Ong Han Cu kagum juga akan kelihaian mata hwesio itu, maka ia hanya tersenyum dan berkata. "Kebiasaan orang kang-ouw harus berlaku hati-hati, biarpun menghadapi kawan-kawan sendiri. Tingginya gunung dapat didaki, dalamnya sungai dapat diselami, akan tetapi siapa dapat meraba hati dan pikiran orang?"
"Betul, betul!" kata Hwesio itu sambil menuangkan arak ke dalam cawan kedua orang yang baru saja berpibu tadi. "Nah, marilah kalian minum arak untuk penghormatan yang kami rasa di dalam hati kami terhadap ilmu pedang yang lihai itu!"
Sebelum minum, Ong Han Cu mempergunakan ketajaman hidungnya untuk mencium arak di guci, akan tetapi tidak ada sesuatu yang mencurigakan. Karena ia melihat Kim-gan-liong minum araknya tanpa ragu-ragu lagi, iapun lalu minum araknya sekali teguk.
Harus diketahui bahwa apabila racun yang dioleskan di dalam cawan oleh Leng Kok Hosiang tadi merupakan obat bubuk, tentu obat bubuk ini telah terbang keluar karena ketika melontarkan cawan kosongnya ke udara tadi, Ong Han Cu telah menggunakan tenaga khikangnya.
Akan tetapi racun itu merupakan racun yang telah dicairkan dan ketika dioleskan ke cawan, tentu saja menjadi menempel dan tidak dapat terbang keluar. Pula, racun ini merupakan racun kembang putih yang tidak terasa apa-apa, akan tetapi khasiatnyapun tidak terlalu keras.
Kembali Leng Kok Hosiang menuangkan arak ke dalam cawan itu dan kini Liok Kong mengeluarkan cawan-cawan lain untuk ia sendiri dan kawan-kawannya. Berkali-kali mereka minum arak sampai arak diguci menjadi kering sama sekali.
"Pat-jiu kiam-ong," kata Leng Kok Hosiang kemudian, "Kedatangan kami ini selain mengantar Kim-gan-liong yang hendak menyaksikan kelihaian ilmu pedang, juga oleh karena kami tertarik oleh berita mengenai gua di gunungmu ini. Kami mendengar kabar bahwa di sini terpendam harta pusaka yang tak ternilai harganya.
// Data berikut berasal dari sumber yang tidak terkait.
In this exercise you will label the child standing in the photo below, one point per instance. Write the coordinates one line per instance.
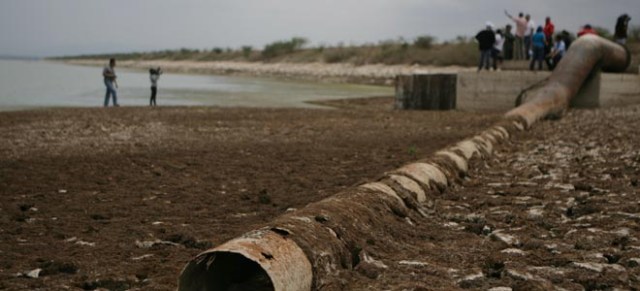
(154, 75)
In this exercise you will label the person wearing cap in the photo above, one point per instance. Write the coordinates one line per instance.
(538, 43)
(528, 35)
(620, 35)
(521, 27)
(496, 52)
(587, 29)
(109, 75)
(486, 39)
(509, 40)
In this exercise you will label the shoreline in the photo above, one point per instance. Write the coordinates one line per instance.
(333, 73)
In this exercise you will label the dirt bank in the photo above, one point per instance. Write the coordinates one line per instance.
(121, 198)
(344, 73)
(124, 197)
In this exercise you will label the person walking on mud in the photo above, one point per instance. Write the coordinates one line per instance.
(521, 27)
(622, 24)
(538, 43)
(109, 75)
(486, 38)
(154, 75)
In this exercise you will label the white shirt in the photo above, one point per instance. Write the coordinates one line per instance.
(560, 48)
(154, 79)
(499, 44)
(531, 28)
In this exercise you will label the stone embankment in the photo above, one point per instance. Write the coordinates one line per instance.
(366, 74)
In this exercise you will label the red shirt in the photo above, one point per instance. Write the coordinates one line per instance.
(549, 28)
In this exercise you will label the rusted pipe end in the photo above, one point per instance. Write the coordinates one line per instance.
(260, 260)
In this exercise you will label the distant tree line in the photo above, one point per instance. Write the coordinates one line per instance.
(423, 50)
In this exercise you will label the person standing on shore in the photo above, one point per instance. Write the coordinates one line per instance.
(620, 35)
(486, 39)
(154, 75)
(587, 29)
(509, 40)
(109, 75)
(521, 27)
(559, 48)
(528, 36)
(549, 29)
(496, 53)
(538, 43)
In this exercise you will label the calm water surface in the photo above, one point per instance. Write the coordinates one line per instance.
(33, 84)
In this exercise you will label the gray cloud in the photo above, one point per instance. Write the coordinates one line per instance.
(39, 27)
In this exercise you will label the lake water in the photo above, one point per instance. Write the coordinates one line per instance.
(33, 84)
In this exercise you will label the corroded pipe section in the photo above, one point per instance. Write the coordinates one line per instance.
(310, 248)
(587, 53)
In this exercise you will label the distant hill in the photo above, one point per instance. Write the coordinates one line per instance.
(23, 58)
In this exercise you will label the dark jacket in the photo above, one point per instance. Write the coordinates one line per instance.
(486, 39)
(621, 26)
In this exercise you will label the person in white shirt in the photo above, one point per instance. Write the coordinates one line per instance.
(154, 75)
(531, 29)
(496, 53)
(559, 48)
(109, 75)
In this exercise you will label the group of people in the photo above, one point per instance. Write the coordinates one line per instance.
(110, 77)
(530, 42)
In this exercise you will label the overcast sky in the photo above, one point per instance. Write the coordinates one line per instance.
(68, 27)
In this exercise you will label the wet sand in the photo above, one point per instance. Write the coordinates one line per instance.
(122, 198)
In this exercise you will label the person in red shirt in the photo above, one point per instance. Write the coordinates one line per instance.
(548, 31)
(587, 29)
(549, 28)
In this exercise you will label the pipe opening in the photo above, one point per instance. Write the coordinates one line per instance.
(224, 271)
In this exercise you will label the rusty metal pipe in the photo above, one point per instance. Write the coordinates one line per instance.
(587, 53)
(305, 249)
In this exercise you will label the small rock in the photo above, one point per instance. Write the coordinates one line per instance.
(589, 266)
(149, 244)
(33, 273)
(505, 238)
(84, 243)
(519, 275)
(535, 212)
(142, 257)
(513, 251)
(413, 263)
(471, 281)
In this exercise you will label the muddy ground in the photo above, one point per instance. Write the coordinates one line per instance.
(122, 198)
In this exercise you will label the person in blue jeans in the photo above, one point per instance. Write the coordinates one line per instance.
(538, 43)
(109, 75)
(486, 39)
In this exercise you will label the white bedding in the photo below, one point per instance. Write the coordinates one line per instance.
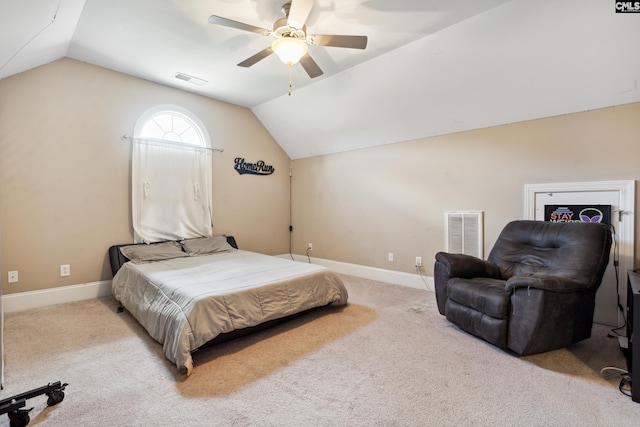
(185, 302)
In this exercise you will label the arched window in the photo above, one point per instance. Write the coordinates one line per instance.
(171, 176)
(172, 123)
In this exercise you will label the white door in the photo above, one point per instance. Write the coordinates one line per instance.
(612, 292)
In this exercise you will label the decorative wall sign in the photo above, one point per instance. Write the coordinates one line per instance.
(578, 213)
(258, 168)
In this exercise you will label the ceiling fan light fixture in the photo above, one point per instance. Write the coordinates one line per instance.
(289, 49)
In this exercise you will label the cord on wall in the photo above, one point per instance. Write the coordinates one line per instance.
(55, 15)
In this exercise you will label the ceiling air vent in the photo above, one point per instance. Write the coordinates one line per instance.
(190, 79)
(464, 232)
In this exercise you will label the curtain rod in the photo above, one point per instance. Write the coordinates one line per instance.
(164, 141)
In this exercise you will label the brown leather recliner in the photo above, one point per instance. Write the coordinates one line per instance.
(536, 290)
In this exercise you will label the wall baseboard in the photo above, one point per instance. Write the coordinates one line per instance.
(36, 299)
(45, 297)
(389, 276)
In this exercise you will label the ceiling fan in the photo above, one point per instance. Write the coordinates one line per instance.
(291, 38)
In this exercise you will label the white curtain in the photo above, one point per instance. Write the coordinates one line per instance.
(171, 194)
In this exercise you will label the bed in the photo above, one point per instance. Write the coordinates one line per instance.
(191, 293)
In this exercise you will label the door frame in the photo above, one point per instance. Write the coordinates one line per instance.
(625, 212)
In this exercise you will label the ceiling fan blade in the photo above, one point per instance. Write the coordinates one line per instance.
(255, 58)
(352, 42)
(310, 66)
(299, 12)
(218, 20)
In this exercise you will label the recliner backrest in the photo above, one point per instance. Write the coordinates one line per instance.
(579, 251)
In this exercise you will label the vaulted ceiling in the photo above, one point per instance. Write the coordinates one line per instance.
(430, 67)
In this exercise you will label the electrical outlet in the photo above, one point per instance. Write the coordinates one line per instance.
(65, 270)
(12, 277)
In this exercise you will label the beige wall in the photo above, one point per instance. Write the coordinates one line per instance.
(358, 206)
(64, 177)
(65, 171)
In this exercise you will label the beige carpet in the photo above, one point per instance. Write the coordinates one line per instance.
(386, 359)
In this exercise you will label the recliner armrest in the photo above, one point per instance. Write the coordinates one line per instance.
(545, 283)
(467, 266)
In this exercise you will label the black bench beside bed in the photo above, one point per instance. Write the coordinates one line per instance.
(225, 292)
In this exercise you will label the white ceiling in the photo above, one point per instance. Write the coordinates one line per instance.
(431, 67)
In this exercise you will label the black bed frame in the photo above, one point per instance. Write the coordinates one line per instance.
(117, 259)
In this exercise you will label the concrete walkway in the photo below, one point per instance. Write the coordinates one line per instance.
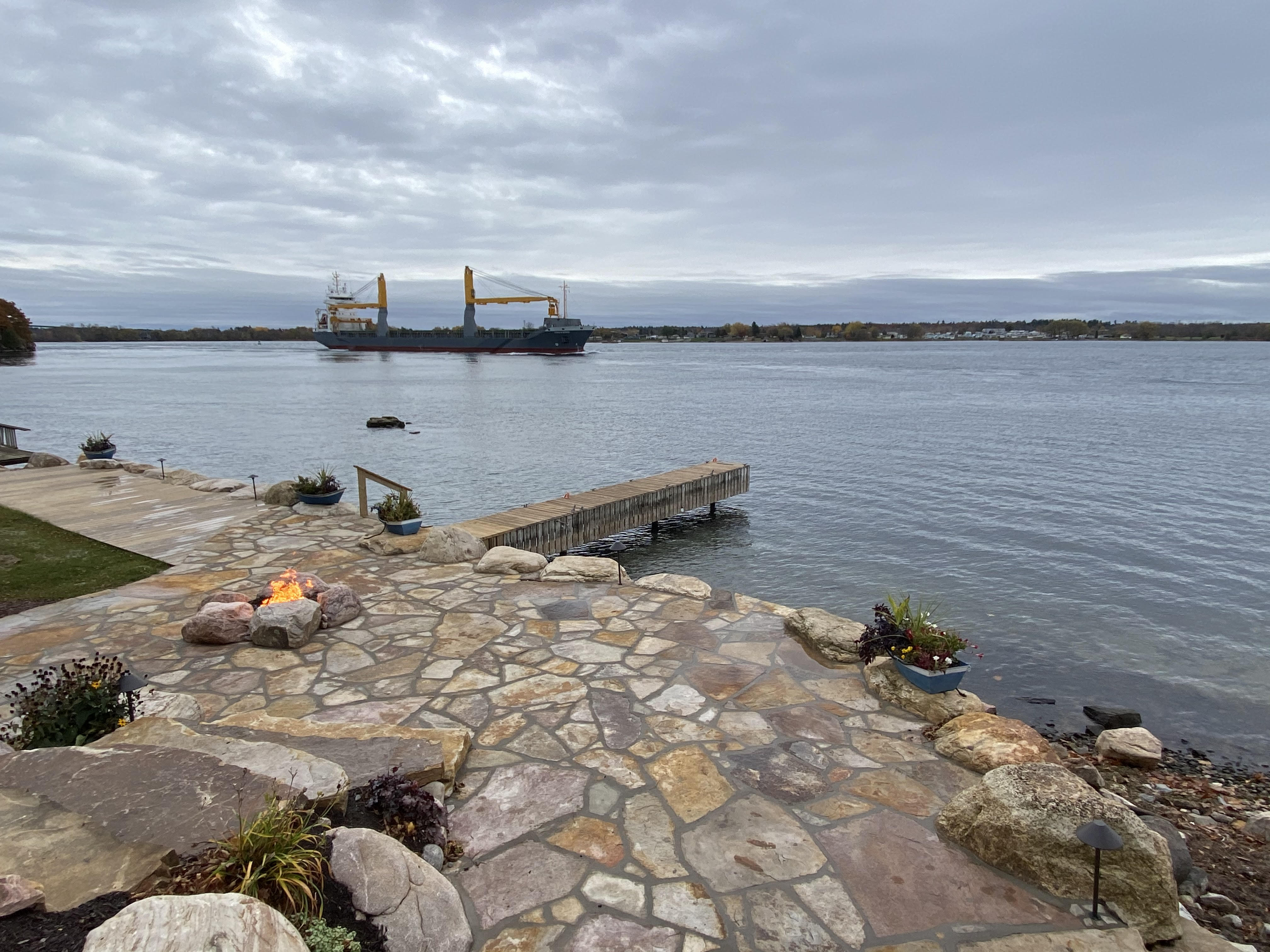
(123, 509)
(648, 772)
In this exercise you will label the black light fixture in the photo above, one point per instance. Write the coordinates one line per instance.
(130, 685)
(1101, 837)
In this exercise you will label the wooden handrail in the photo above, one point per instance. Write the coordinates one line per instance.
(363, 475)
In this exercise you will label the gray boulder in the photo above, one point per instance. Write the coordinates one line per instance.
(340, 605)
(415, 905)
(43, 461)
(1179, 853)
(446, 545)
(895, 688)
(506, 560)
(209, 922)
(219, 624)
(286, 624)
(1023, 819)
(280, 493)
(826, 634)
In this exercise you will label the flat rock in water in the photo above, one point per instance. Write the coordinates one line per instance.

Maka pandanglah muka kami sebagai sahabat-sahabat di dunia kang-ouw dan biarkanlah kami mencari harta pusaka itu yang bagimu tidak ada gunanya lagi."
Ucapan hwesio ini sebenarnya hanya pancingan belaka dan usahanya ternyata berhasil baik. Ong Han Cu terkejut dan memandang dengan tajam, "Dari siapakah kau mendengar tentang harta pusaka itu?" tanyanya.
"Ha, jadi benar-benar adalah harta pusaka itu" Bagus, kau harus memberi kesempatan kepada kami untuk mencarinya, Pat-jiu kiam-ong."
"Tak perlu dicari!" jawab Pat-jiu kiam-ong yang entah mengapa tiba-tiba merasa agak pening. Ia menganggap bahwa hal ini tentu karena ia terlampau banyak minum arak. "Harta pusaka itu telah menjadi hak milikku!"
"Ah, ah, begitukah?" kata Leng Kok Hosiang dengan girang sekali. "Kalau begitu, janganlah berlaku kikir, sahabat. Berilah bagian kepada kami!"
Tiba-tiba Ong Han Cu bangun berdiri dengan marah. "Hm, untuk itukah kalian datang " Sungguh tak tahu malu! Harta dunia saja yang kalian pikirkan dan karena harta dunia pula maka kalian menjadi jahat!"
Leng Kok Hosiang memberi tanda kepada tiga orang kawannya yang segera berdiri dan siap sedia. Adapun Kim-gan-liong masih duduk saja dengan terheran-heran dan hatinya berdebar-debar tegang menyaksikan keadaan yang sudah tidak enak ini.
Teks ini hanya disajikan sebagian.